The bulk of those are from resorts more recently made available for sale (inflated charts make you buy more points and they have high per-point pricing) and the owners are further away from reaching payoff.
In conclusion it’s likely RIV that drops the most when you combine this factor with the resale restriction devaluation effect.
A direct RIV owner who financed is probably the most likely to be underwater on their loans, and potentially quite significantly. Someone who financed resale (or one of the O14 resorts direct) shouldn't be too underwater unless prices on the resort they financed drop significantly (which could obviously happen in a recession). And, if you're really underwater facing economic difficulty, I think you just stop paying and let Disney foreclose.
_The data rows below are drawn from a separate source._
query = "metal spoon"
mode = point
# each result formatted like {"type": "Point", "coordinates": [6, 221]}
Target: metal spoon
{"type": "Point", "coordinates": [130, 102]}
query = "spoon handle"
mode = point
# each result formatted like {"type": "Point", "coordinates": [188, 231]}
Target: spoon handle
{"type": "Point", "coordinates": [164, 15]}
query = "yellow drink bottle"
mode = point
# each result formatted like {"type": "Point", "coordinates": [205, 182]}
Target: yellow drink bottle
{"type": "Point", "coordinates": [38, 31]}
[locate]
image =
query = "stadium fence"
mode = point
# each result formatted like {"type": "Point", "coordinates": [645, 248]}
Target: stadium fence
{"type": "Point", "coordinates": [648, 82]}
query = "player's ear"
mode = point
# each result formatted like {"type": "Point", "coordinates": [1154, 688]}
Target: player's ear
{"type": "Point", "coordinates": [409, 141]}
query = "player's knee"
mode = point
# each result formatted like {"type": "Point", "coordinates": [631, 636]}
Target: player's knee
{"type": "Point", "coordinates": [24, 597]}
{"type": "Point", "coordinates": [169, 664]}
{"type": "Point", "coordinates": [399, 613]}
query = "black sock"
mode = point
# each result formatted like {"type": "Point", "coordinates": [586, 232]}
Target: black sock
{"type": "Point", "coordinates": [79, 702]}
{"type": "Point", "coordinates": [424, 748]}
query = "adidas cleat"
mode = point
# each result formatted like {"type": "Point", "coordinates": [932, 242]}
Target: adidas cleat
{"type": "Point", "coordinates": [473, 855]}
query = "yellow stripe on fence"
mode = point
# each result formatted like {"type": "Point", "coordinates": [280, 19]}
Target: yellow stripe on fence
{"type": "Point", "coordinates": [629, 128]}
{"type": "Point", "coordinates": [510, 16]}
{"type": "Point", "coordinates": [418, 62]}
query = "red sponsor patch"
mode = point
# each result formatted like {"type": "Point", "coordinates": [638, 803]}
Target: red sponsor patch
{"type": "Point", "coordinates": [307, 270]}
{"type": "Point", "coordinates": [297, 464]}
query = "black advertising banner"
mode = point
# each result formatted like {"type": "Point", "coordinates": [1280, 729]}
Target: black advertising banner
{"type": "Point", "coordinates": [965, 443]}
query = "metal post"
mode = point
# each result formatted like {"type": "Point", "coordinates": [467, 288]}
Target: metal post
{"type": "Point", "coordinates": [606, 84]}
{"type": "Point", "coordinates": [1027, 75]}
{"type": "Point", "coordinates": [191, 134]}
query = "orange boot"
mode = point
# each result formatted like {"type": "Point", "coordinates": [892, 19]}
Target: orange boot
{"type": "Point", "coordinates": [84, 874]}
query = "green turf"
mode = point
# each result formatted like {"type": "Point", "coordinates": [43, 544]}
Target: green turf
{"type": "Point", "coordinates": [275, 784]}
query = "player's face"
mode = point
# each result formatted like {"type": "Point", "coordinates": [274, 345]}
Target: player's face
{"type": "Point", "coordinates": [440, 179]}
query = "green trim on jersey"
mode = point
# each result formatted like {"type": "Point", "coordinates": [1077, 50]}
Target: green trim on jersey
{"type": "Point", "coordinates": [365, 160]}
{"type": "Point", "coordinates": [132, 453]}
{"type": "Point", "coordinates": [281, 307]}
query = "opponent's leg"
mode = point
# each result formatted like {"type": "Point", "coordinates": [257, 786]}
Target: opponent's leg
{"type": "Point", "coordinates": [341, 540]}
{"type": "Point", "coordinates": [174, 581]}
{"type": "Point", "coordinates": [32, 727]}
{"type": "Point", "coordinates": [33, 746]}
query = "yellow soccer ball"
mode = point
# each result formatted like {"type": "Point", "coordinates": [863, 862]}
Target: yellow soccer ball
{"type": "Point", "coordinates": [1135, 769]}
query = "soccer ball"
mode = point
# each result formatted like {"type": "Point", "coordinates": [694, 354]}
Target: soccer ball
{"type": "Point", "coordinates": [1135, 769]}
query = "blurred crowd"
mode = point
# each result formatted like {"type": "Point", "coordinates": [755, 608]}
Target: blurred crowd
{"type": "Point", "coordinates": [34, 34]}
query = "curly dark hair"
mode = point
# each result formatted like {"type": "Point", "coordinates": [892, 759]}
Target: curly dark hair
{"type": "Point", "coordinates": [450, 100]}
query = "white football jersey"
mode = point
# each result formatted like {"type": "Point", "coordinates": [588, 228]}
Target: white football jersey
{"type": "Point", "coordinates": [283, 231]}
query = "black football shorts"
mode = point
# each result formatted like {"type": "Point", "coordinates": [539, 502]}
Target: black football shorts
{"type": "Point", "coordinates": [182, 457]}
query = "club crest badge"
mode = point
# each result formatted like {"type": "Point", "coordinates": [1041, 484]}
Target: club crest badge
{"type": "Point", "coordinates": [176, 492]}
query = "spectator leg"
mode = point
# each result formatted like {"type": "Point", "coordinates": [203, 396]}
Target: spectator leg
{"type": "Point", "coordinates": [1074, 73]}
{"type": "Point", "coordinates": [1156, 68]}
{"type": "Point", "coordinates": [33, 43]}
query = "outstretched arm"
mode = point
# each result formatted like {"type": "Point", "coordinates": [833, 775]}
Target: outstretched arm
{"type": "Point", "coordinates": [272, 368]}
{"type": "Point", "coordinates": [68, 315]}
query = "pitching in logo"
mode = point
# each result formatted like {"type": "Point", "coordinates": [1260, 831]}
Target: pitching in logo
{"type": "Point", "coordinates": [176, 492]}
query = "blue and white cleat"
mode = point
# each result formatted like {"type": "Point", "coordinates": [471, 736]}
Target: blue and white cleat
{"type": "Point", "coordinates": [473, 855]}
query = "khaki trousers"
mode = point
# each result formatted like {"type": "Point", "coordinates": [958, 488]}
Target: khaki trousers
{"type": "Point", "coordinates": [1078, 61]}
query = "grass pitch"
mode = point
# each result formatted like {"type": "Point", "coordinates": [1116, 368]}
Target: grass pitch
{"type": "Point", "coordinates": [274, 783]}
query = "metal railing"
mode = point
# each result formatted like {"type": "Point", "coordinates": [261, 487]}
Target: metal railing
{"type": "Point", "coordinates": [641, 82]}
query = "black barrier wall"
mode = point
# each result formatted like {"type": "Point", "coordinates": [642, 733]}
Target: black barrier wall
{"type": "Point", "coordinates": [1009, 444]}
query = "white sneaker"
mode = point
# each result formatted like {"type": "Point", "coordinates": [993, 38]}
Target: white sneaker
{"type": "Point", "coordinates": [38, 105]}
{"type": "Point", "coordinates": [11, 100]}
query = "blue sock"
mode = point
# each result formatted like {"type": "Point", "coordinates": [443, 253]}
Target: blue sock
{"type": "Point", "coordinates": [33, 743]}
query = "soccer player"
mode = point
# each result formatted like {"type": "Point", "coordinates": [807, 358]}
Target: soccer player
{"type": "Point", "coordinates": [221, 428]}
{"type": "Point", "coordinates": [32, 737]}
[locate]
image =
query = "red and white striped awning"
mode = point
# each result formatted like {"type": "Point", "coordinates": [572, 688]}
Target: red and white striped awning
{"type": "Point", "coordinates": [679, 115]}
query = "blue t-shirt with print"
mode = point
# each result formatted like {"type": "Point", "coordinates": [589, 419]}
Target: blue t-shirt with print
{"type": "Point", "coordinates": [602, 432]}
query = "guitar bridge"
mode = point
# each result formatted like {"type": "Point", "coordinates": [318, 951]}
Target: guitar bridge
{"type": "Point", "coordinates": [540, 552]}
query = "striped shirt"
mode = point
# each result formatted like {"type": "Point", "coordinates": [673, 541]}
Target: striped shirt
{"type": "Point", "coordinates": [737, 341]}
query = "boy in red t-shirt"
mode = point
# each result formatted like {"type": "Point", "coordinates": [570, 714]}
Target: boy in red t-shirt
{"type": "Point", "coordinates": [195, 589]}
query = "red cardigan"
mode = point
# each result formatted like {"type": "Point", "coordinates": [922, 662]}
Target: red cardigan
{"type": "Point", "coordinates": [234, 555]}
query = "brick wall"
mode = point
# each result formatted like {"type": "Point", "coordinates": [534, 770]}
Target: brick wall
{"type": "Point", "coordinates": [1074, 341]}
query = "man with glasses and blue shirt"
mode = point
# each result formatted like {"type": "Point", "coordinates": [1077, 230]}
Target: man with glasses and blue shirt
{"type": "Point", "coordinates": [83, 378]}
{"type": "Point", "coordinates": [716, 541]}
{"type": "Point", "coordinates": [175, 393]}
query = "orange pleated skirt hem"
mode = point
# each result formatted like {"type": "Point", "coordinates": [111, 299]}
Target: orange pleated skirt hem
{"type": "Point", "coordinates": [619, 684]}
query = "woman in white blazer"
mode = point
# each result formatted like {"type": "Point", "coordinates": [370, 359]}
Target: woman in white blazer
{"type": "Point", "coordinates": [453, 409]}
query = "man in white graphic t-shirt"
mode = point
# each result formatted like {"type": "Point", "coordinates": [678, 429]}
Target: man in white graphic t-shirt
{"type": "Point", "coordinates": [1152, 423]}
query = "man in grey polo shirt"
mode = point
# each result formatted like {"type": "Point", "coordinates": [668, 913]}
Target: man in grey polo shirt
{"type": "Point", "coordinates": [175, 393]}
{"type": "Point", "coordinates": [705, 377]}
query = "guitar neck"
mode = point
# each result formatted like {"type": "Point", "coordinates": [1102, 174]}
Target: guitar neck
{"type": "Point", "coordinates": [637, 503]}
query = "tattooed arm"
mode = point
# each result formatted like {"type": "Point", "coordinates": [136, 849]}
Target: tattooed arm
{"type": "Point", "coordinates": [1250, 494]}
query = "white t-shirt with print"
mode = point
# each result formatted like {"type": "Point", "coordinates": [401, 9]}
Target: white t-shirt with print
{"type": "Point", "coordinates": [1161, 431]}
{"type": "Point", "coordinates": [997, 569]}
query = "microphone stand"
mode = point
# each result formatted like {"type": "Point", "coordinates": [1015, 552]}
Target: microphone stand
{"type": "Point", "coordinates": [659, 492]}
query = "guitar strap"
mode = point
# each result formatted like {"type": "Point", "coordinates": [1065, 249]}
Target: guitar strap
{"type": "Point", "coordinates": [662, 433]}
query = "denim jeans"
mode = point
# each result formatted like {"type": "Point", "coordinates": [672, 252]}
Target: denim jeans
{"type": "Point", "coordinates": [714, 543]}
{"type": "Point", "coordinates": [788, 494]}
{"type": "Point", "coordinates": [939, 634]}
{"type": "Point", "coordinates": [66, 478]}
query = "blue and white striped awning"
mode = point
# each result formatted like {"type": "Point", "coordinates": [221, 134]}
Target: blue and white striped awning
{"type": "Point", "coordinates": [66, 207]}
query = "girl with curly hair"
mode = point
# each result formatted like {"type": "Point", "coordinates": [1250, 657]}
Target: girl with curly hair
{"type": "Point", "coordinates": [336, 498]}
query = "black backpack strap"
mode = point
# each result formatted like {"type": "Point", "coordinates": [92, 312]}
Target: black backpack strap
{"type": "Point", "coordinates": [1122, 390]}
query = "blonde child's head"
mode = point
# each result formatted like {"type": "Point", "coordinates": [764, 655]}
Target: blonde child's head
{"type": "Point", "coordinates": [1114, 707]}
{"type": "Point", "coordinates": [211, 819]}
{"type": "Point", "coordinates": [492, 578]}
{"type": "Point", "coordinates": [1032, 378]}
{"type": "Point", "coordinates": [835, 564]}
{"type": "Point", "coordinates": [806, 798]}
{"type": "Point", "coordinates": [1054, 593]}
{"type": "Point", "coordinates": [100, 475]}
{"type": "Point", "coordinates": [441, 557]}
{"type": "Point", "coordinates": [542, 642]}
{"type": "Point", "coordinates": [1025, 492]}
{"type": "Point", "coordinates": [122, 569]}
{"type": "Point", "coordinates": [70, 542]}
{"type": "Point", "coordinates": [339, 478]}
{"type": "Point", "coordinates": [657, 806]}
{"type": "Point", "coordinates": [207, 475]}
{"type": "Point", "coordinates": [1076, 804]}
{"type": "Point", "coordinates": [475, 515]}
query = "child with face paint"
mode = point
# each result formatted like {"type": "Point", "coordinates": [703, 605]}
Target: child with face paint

So, those contracts probably never even hit the resale market.

Whether that has any impact to average RIV resale prices during a recession? Who knows. You could argue that, since those contracts never hit the resale market, the supply of RIV resale contracts during a recession might not increase the same way they might for resorts where owners might not be upside down on any loans. But, would that really ameliorate the downward pressure on RIV resale prices during a recession? I doubt it.